I try to keep the pack around 25 lbs or less.


----------



## MWScott72 (May 23, 2011)

Ditto what Critter said - if you are up in the mountains, even for a day hunt, you'd better be carrying stuff to survive a night out If the unfortunate happens, or you are asking for trouble. I also carry a couple of the foil emergency blankets, and a small first aid kit. I will be adding a couple road flares to my pack for late season hunts as well. If you get in a bind, they are super easy to start, burn hot and for awhile, and can catch just about anything on fire. Just what is needed if you can barely feel your fingers and maybe aren't thinking all that well.


----------



## tallbuck (Apr 30, 2009)

If know that I am going to be more then about 300 to 500 yards from my truck then yes I will take all the stuff listed above. I also take a 2 way radio just in case as well.
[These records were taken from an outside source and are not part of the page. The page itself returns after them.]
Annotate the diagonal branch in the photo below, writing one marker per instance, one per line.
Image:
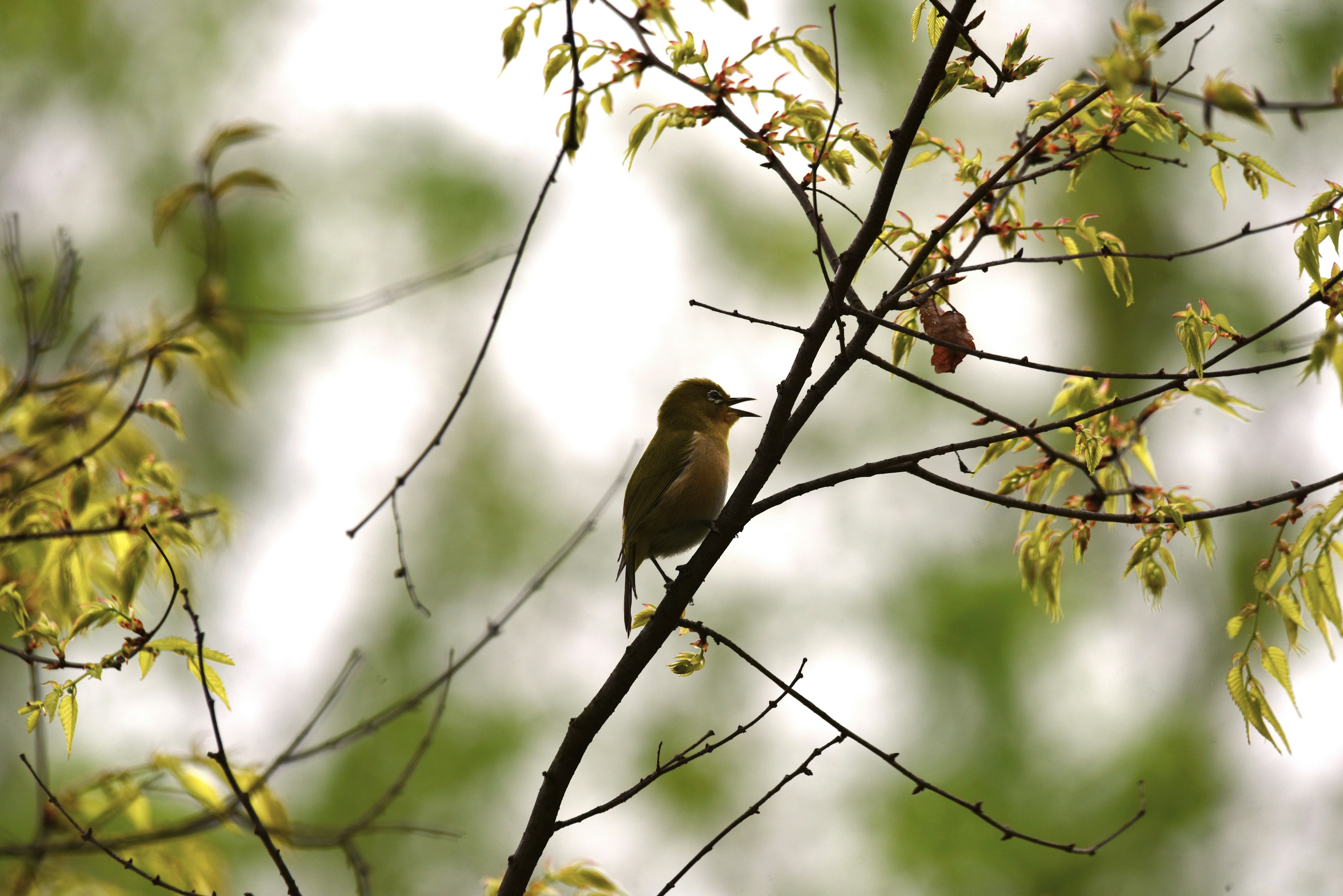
(753, 810)
(97, 446)
(680, 761)
(219, 755)
(891, 759)
(567, 148)
(774, 444)
(86, 836)
(105, 530)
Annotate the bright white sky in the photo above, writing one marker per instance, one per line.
(562, 343)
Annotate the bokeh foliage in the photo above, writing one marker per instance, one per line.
(978, 624)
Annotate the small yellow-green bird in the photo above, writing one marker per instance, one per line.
(680, 484)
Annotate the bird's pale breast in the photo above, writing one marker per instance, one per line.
(694, 497)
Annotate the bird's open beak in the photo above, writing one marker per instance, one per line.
(739, 411)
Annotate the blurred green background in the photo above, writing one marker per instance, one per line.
(402, 151)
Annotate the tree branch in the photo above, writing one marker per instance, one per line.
(754, 810)
(891, 759)
(86, 836)
(221, 757)
(679, 761)
(107, 530)
(778, 435)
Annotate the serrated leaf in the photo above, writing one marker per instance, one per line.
(197, 786)
(915, 19)
(1275, 663)
(555, 64)
(637, 136)
(1016, 50)
(230, 136)
(1267, 711)
(246, 178)
(935, 25)
(69, 712)
(512, 38)
(213, 679)
(163, 413)
(687, 663)
(1212, 393)
(1071, 248)
(168, 207)
(820, 59)
(924, 156)
(147, 661)
(1218, 182)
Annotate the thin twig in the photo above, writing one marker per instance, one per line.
(570, 145)
(378, 299)
(493, 628)
(107, 530)
(754, 810)
(1060, 260)
(824, 148)
(747, 317)
(86, 835)
(403, 572)
(97, 446)
(680, 761)
(890, 758)
(219, 755)
(1024, 362)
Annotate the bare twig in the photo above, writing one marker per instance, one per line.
(747, 317)
(97, 446)
(86, 836)
(219, 755)
(890, 758)
(493, 628)
(403, 572)
(570, 145)
(186, 519)
(680, 761)
(754, 810)
(378, 299)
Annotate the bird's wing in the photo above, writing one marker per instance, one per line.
(641, 499)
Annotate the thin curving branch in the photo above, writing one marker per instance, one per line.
(1024, 362)
(753, 810)
(186, 519)
(921, 784)
(86, 836)
(680, 761)
(569, 147)
(403, 572)
(747, 317)
(895, 464)
(378, 299)
(774, 444)
(988, 413)
(219, 755)
(493, 629)
(1060, 260)
(975, 50)
(1076, 514)
(97, 446)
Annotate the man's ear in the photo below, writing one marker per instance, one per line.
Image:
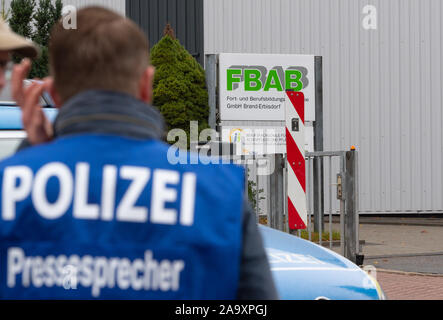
(146, 85)
(50, 87)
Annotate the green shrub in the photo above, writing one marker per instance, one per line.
(179, 85)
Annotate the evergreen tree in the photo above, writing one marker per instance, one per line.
(179, 85)
(45, 17)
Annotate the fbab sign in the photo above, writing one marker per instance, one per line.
(253, 86)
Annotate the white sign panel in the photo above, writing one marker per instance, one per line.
(253, 86)
(255, 139)
(262, 139)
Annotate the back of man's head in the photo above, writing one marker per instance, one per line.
(106, 52)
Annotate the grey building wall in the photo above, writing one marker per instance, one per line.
(185, 17)
(382, 88)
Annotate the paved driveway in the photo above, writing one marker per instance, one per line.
(403, 286)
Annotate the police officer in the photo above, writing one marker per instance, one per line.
(95, 209)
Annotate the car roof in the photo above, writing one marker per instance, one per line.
(7, 100)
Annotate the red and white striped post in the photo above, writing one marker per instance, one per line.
(295, 144)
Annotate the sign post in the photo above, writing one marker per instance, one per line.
(295, 143)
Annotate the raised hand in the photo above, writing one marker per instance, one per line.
(38, 128)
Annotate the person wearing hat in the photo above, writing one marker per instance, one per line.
(11, 42)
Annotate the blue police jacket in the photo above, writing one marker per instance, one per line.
(95, 215)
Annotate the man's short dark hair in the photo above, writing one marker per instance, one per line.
(107, 52)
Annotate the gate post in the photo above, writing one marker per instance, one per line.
(277, 195)
(352, 250)
(211, 83)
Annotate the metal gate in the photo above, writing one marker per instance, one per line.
(331, 193)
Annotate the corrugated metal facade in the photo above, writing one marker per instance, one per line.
(116, 5)
(382, 88)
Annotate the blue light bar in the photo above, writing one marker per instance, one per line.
(11, 117)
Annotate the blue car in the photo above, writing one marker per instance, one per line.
(302, 270)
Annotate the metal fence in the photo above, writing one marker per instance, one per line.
(331, 192)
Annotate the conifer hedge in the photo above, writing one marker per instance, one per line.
(179, 85)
I also throw in a map of the area just in case too.


----------



## Skally (Apr 20, 2012)

Critter said:


> I always have enough to spend at least one night in the back country when hunting. You just never know what just might happen even if you are not after that buck of a lifetime.
> 
> Some of the stuff that is stuffed into my pack are:
> 
> ...


first on the list should be a first aid kit imo


----------



## DallanC (Jan 13, 2009)

Last time I spent an "unexpected night" in the back country the Sanpete Search and Rescue showed up in their Snocat :mrgreen:


-DallanC


----------



## Ogden Archer (Aug 27, 2014)

Recreation outlet has Mylar bivy sacs for a couple dollars. They are a lot like the old emergency blankets but they are a bivy that you can crawl into. I always have one in my pack.


----------



## GaryFish (Sep 7, 2007)

I always figure on a couple of tiers of being prepared for stuff.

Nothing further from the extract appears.